Pharmacokinetic study of transdermal E2 in Turner syndrome teens showed absorption of E2 by
first order kinetics (9). Steady state was achieved approximately 9 hrs after application
of a 37.5 µg patch, and serum concentrations reached a mean of 52.9 ± 17.8 (SD) pg/ml. This
demonstrates a rise in plasma estradiol of about 1 pg/ml (3.67 pmol/l) for every 1.0 µg
applied to the skin, similar to package insert data in adults. This would suggest that a
starting dose of 5-10 ug transdermal E2 daily approximates the 133-266 µg monthly amount of
E2 delivered by the 0.2-0.4 mg monthly injections of E2 cypionate.

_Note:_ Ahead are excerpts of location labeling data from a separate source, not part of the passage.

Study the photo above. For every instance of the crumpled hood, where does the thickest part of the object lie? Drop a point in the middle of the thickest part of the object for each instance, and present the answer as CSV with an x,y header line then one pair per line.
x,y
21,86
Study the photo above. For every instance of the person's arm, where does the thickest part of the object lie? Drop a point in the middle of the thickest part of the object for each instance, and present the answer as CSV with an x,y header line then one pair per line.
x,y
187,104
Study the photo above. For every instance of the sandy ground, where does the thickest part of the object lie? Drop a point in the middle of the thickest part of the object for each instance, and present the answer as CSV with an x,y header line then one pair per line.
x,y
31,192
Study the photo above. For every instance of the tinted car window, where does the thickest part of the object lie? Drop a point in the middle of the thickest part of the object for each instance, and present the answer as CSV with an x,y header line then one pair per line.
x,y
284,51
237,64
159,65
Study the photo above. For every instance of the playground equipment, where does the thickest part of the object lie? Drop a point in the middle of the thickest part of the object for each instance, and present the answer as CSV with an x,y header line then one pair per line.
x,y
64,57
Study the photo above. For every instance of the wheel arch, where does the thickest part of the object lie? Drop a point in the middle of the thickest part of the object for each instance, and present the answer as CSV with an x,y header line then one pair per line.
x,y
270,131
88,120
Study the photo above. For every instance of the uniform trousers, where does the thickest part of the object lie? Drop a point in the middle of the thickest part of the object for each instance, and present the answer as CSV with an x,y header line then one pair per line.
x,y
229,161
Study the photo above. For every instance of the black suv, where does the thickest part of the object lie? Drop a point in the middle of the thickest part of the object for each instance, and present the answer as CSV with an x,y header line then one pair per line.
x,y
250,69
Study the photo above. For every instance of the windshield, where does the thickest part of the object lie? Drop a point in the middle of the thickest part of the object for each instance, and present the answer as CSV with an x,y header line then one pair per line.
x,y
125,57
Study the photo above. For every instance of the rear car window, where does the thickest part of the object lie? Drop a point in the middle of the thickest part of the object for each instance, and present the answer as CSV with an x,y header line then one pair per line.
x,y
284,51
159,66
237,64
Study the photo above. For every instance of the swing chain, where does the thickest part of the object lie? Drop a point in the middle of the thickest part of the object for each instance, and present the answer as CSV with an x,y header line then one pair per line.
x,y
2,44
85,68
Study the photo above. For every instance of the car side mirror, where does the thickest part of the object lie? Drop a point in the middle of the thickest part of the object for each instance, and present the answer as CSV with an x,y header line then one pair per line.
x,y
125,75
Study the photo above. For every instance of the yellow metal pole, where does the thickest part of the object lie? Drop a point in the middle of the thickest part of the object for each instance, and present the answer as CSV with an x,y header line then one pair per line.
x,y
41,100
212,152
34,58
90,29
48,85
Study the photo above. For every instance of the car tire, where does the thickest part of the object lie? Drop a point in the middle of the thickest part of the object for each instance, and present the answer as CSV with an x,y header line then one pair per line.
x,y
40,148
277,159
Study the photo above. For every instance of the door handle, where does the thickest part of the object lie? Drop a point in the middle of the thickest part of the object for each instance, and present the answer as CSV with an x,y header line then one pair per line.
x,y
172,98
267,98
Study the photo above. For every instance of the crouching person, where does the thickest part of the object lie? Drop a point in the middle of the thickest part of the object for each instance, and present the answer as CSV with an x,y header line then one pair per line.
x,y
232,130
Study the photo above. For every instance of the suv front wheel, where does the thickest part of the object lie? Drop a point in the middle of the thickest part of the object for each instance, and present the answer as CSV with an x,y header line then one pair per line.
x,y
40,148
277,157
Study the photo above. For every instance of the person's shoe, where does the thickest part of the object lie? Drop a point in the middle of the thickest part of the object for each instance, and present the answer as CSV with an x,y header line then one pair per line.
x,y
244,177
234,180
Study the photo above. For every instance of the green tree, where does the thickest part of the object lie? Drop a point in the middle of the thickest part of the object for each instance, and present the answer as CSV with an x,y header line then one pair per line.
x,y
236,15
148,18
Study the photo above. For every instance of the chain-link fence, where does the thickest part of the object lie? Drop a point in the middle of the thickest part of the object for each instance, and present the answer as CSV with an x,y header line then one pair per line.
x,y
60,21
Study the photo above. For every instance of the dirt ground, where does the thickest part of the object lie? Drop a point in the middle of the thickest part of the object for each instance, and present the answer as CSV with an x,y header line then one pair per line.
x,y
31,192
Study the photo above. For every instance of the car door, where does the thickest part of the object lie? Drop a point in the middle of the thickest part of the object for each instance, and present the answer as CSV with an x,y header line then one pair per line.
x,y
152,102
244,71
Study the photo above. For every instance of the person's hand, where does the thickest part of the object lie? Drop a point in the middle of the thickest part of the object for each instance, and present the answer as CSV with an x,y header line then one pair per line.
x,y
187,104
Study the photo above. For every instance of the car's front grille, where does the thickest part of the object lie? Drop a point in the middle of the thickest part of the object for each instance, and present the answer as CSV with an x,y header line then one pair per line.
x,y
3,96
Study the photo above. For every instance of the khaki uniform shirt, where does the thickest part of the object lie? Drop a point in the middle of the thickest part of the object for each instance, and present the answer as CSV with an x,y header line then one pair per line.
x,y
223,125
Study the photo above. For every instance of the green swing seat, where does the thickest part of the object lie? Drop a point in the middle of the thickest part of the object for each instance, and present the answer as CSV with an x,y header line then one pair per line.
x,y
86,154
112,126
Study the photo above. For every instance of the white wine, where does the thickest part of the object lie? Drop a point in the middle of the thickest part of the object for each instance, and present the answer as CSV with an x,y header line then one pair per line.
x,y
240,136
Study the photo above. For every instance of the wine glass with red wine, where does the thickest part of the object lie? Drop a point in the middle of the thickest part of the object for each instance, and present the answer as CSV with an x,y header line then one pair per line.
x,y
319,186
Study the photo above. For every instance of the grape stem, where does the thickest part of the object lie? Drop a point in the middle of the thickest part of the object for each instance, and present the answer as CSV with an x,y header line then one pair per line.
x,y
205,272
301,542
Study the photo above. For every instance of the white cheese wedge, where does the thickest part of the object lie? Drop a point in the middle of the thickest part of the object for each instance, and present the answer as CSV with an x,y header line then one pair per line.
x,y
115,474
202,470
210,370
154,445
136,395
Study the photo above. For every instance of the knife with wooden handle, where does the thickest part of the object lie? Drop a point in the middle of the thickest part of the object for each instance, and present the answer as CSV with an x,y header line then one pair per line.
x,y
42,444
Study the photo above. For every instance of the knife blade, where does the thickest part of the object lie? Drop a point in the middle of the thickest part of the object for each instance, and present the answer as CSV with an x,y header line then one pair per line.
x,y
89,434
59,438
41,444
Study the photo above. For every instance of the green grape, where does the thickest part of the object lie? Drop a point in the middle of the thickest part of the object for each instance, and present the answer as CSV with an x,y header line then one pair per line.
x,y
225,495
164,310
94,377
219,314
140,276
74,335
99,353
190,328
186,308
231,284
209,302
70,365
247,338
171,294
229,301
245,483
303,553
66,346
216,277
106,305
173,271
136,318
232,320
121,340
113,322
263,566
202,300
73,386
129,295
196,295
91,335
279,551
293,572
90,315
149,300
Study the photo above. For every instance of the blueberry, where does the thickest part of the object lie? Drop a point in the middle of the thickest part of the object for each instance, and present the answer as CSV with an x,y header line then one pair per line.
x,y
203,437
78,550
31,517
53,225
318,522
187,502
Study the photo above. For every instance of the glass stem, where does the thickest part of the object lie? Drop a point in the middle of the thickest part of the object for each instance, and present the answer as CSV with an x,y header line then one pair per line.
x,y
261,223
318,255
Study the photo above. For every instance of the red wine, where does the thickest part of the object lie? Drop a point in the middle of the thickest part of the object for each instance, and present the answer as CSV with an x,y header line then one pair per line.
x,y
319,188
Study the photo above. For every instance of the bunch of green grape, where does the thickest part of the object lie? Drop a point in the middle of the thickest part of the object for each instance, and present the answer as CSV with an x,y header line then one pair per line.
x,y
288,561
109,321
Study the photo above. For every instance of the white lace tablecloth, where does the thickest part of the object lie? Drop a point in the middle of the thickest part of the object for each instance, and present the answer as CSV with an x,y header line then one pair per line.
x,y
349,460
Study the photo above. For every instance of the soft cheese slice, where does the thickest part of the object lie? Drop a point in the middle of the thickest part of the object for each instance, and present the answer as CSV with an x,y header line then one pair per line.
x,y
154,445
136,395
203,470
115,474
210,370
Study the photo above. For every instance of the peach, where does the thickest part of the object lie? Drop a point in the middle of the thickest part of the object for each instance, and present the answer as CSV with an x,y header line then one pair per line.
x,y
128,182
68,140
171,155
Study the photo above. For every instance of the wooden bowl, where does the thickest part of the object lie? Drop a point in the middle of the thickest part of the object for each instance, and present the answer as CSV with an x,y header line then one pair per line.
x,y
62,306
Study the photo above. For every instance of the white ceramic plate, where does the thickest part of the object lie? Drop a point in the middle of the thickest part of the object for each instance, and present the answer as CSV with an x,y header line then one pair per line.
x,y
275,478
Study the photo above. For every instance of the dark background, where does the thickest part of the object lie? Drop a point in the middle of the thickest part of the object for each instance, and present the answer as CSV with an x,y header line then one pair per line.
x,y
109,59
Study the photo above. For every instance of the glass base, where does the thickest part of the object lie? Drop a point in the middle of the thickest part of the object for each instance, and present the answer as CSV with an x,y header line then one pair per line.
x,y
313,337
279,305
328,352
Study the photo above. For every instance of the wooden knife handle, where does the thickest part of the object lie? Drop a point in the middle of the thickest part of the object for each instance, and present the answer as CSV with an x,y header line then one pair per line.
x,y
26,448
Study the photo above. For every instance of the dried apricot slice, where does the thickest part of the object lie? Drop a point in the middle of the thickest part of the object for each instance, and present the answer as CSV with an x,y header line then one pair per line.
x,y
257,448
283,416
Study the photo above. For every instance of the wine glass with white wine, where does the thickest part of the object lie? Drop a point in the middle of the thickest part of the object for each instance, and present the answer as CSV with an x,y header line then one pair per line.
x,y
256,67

Our preliminary data support this extrapolation. In n = 3 Turner syndrome patients combining
a transdermal E2 dose of 17.8 ± 2.1 (SD) mcg for an average of 14 days a month with GH
therapy for 1.0 year showed increases in breast tissue diameter of 1.8 ± 0.3 cm (i.e.,
breast budding), bone mineral density of 0.067 ± 0.06 gm/cm2 in the lumbar spine, and height
velocity of 5.16 ± 1.37 cm/year. The new VLTE2 (14 mcg) patch increases lumbar spine bone
mineral density 2.4% at 1 year in post-menopausal women (P <0.001), but no trials have been
conducted in children (package insert).

We now propose to move beyond proof of the principle that systemic administration of very
low or low dose E2 is efficacious to the practical application of E2 treatment. Our study
used IM depot E2 (E2 cyclopentylpropionate, which is two-thirds E2), the very low doses of
which required a compounding pharmacy to prepare a stock solution of 1.0 mg/cc. This was
helpful with compliance, but not necessarily accurate and certainly not convenient for
routine dispensing of prescriptions. Practically, we propose to extrapolate from this
experience with parenteral to the readily available and highly acceptable transdermal
preparations: the 14 mcg patch worn for 10 days a month delivers an E2 profile approximately
equivalent to the 0.2 mg monthly dose of depot E2, and a 25 mcg patch worn for 10 days a
month is approximately equivalent to the 0.4 mg monthly dose of depot E2 (7).

Inclusion Criteria:

- 60 subjects will be recruited from participating Pediatric Endocrinology Clinics in
the United States.

- Subjects will be 11.5-13.0 years of age and must have completed at least 6 months of
GH therapy prior to the study.

- Subjects may not have had any estrogen prior to the study. All subjects must be
breast stage 1 and euthyroid prior to the study

- Those on thyroid medication will continue the appropriate thyroid replacement therapy
during the study.

Exclusion Criteria:

- On estrogen therapy, breast stage 2 or greater, not on GH for at least 6 months.